NOT NULL制約を追加するまでの流れ
ALTER TABLE ~ NOT VALIDの実行
NOT VALIDオプションを使い、既存データを検証せずCHECK制約を追加します。
ALTER TABLE todo ADD CONSTRAINT completed_at_not_null CHECK (completed_at IS NOT NULL) NOT VALID;
ALTER TABLE ~ VALIDATEの実行
次に、VALIDATEオプションを使って既存データの検証を行います。ここで、大規模テーブルだとテーブル走査があるため時間がかかります。しかし、ロックレベルはSHARE UPDATE EXCLUSIVEロックなのでINSERT、UPDATE/DELETEなどユーザー操作に影響が出ることは基本的にありません。
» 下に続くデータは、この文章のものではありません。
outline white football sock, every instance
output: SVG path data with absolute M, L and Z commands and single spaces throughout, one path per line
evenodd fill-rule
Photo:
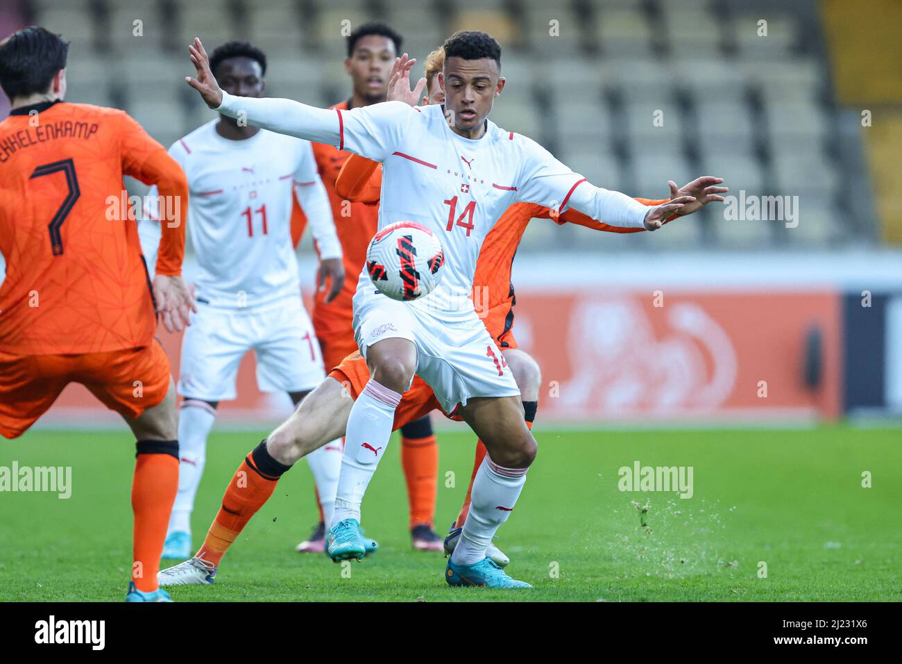
M 470 514 L 451 554 L 456 565 L 474 565 L 485 557 L 485 549 L 498 528 L 507 520 L 526 483 L 528 468 L 504 468 L 486 454 L 473 481 Z
M 206 401 L 186 399 L 179 411 L 179 492 L 166 535 L 191 532 L 191 510 L 207 462 L 207 436 L 216 411 Z
M 399 403 L 400 394 L 370 380 L 351 407 L 333 524 L 345 519 L 360 521 L 360 503 L 391 437 Z
M 341 438 L 332 441 L 318 450 L 314 450 L 305 458 L 313 473 L 317 484 L 317 495 L 323 508 L 326 529 L 332 524 L 332 510 L 336 506 L 336 492 L 338 491 L 338 473 L 341 472 Z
ALTER TABLE todo VALIDATE CONSTRAINT completed_at_not_null;ちなみに、実際に取得されるロックがSHARE UPDATE EXCLUSIVEロックかどうか確認するには、上記のALTER TABLE ~ VALIDATEを実行している間に以下のSQLを実行すると確認できます。
SELECT l.locktype, l.mode, l.granted, l.pid, c.relname
FROM pg_locks l JOIN pg_class c ON l.relation = c.oid
WHERE c.relname='todo';NOT NULL制約を追加
以上で、全ての行(これから追加される行も)がNOT NULLということが保証されています。よって、NOT NULL制約を追加するときにテーブル走査が実行されずユーザーに影響が出ずに済みます。
ALTER TABLE todo ALTER COLUMN completed_at SET NOT NULL;CHECK制約を削除
そして最後に、不要になったCHECK制約を削除します。
ALTER TABLE todo DROP CONSTRAINT completed_at_not_null;なぜCHECK制約のままではなく、NOT NULL制約にするのか?
フレームワークやDBスキーマを見るツールを導入するときに、NOT NULLという情報は型として付与していないと、CHECK制約だとNOT NULLとして判定されない可能性が出てきます。そのような場合、毎回CHECK制約を考慮するのは大変です。また、単純にNOT NULLかどうか確認する際にみんな基本的にNOT NULL制約があるか確認すると思うので、合わせておいた方が無難です。
以上の理由から、最終的にはNOT NULL制約を追加してCHECK制約は削除しています。
おまけ
自分はまだ試せていないですが、NOT VALIDとVALIDATEオプションは外部参照制約の追加にも使えます。外部参照制約の場合も同じ仕組みで、ALTER TABLE ~ NOT VALIDを実行すると、既存のデータは一旦無視して新しく追加と更新されたレコードに対して外部参照制約を実行します。そして、既存のデータでも外部参照を保証するためにALTER TABLE ~ VALIDATEを実行して、既存のデータに対して、外部参照制約を実行します。この時、新しく追加・更新されるレコードは外部参照の制約が実行されることが保証されている(ALTER TABLE ~ NOT VALIDによって)ので、SHARE UPDATE EXCLUSIVEロックが取得されます。
一応注意ですが、外部参照制約を追加する時は被参照テーブルにもロックが取得されます。ロックを取得と言っても、SHARE ROW EXCLUSIVEロックなので他のALTER TABLEなどのテーブル構造を変更するクエリでなければ、基本的にユーザー操作と競合することはないと思います。
最後に
今回NOT NULL制約を追加するタスクをやっていて、ちゃんと知識をつければ本番運用されているスキーマ変更も不必要に怖がらずに変更していけると分かりました。これからも色々学び、理解して、経験していこうと思います。
ここまで読んでいただきありがとうございました。少しでも参考になることがあれば幸いです。